Friday, April 27, 2007

a sad observation.

why do I continually put my trust in things that never prove faithful? well, first, God is obviously the only thing that is going to be faithful to me no matter what. [of which i am so very thankful for!] good thing there is grace, because i never give him the trust he deserves to get from me.

and yet, there are so many things in my life that i trust in every day to be there for me, to make me happy, to give me unconditional love and happiness and security. and they always fail me in the end. it's human nature to trust in things seen and not unseen, even tho we should do the opposite (kind of talked about in matthew 6:28).

i have been trying something new- trying to climb outside of my life, and look at it from another perspective. and i've been successful. and what i see scares me. i put so much trust in so many things. family and money and grades and myself and my own plans. and my friends, wow. i have such amazing friends and am thankful for them every day. this week at discipleship we talked about stewardship and while my friends are not mine to own, the relationships i have with them need to be handled in a way that honors God.

and i have not been doing that.

this semester/year i feel like God has been grabbing onto them and pulling them away from me. there have been a few things that have developed, probably unnoticed to my friends but i see them, and i suppose it could be God's way of taking away the things i am loving more than him. a sad observation indeed. at least i have realized this and have the desire to change.

i am again finding comfort in the song 'faithful to me' by jennifer knapp ... 'i have searched endlessly for a faith to be faithful to me ... another day, another trial, another chance to reconcile ... and reaching out my weary hand i pray that you'd understand - you're the only one who's faithful to me. you're the only one who's faithful to me.'

Tuesday, April 24, 2007

the past and future weeks.

i have basically been trying to keep my head above the water these past few weeks. and not just with my schedule- it's been everything- class, work, moeny, crusade stuff, family stuff, group projects, money, SIFE stuff, support raising, homework, money, roommate stuff. maybe it's because i'm in a super good mood right now, but even though i am totally overwhelmed right now, it's so great to just sit back, and look at the bigger picture. these weeks are going to fly, so the precious moments like spending time w/ God at the river and giggling for an hour straight with the roommates is what's important. that stuff is truly keeping me sane right now.

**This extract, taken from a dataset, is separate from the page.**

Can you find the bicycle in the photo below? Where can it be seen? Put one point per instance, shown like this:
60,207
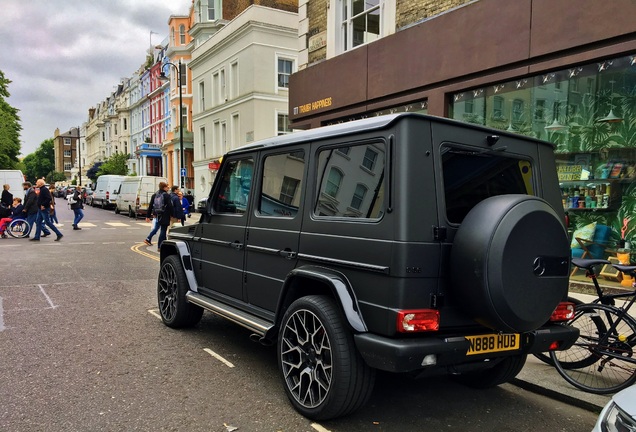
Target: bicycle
601,361
18,228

i feel the need to express what an awesome week this has been ... things are really looking up, especially after a crappy last week and weekend. i have a shot at the dean's list, my family is doing well and supporting me pretty well concerning brasil, a professor i hold in high regard seriously complimented my work in class [i think she used the word brilliant....ok i'll stop]. it's so nice to see hard work pay off.

and i'm really enjoying where i'm at. the feeling of being content with what i have is something i struggle with, but only when i fall into the comparison trap. when i keep my eyes on christ and not on so called greener fields around me, i realize i have what i have because what i have is what i need. i joke a lot about being single and bitter about it, but i love where i'm at right now. wouldn't want a relationship...seems like it would really complicate a lot of things. it just might be the thing to push me over the edge...(just kidding).

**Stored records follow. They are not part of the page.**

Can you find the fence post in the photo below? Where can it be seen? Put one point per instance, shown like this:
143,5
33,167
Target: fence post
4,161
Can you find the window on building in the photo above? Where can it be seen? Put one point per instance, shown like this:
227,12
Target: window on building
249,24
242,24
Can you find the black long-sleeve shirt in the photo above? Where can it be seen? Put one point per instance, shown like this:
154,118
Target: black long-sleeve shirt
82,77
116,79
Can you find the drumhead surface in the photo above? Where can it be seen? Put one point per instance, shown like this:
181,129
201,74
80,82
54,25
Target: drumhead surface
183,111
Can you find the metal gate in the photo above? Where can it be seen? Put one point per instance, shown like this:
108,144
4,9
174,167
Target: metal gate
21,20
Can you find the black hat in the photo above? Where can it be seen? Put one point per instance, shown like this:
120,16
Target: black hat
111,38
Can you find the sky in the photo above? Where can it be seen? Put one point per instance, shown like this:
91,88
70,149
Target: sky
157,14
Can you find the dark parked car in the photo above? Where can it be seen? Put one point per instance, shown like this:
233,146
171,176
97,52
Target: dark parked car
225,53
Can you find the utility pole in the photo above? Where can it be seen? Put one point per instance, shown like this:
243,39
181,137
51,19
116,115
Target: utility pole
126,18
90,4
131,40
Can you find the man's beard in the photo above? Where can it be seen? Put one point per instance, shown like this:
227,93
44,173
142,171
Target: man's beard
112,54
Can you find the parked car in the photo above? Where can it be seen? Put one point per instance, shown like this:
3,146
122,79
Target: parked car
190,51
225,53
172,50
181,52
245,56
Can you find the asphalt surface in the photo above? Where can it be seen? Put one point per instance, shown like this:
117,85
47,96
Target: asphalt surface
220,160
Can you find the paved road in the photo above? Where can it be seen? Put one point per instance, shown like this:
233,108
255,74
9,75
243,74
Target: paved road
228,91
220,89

this is such a great time in my life. i feel like i finally know how to handle certain situations, especially this thing called 'college.' the real world will come, and when it does i will do well- i will do very well, after it kicks my butt right away. but for now i am loving just sitting back and learning, about everything from microphones and magazine layouts to managing compensation plans and marketing movements.

but next week will come, along with three exams [two are finals]. this year soon ends, and it is bittersweet ... leaving friends, a roommate leaving the house, friends leaving USD, me leaving my legal class ... me leaving the country! big stuff. so glad i have the ability to see and somewhat understand the bigger picture.

Thursday, April 12, 2007

grad school?

I swore I wouldn't go to grad school...but lately I've been thinking about it a bit more. I always assumed I would go, but after my freshman year of undergrad I found myself thinking...uh, NO THANKS. But USD seems to have a decent MBA program, and it would probably be a decent price... and I would need only like 11 classes or something like that, which isn't bad at all...but do I want to hang around here for another 1+ years? No...or do I? I kind of want to explore a whole new school, a new part of the country. Could I actually do it?? It would be a sweet test to just up and go to school somewhere else without any close friends...scares me a LOT, but honestly I think I might need a challenge like that to help me grow just in general.

Monday, April 02, 2007

seven weeks.

yep, only seven weeks until brazil! i am officially at 25% for support, no sign of my passport, don't really know much else. except i'm SO PUMPED! once these classes are over I will have time to focus on learning more portugeuese -- I only know a bit now, hopefully over break I will get time to listen to them.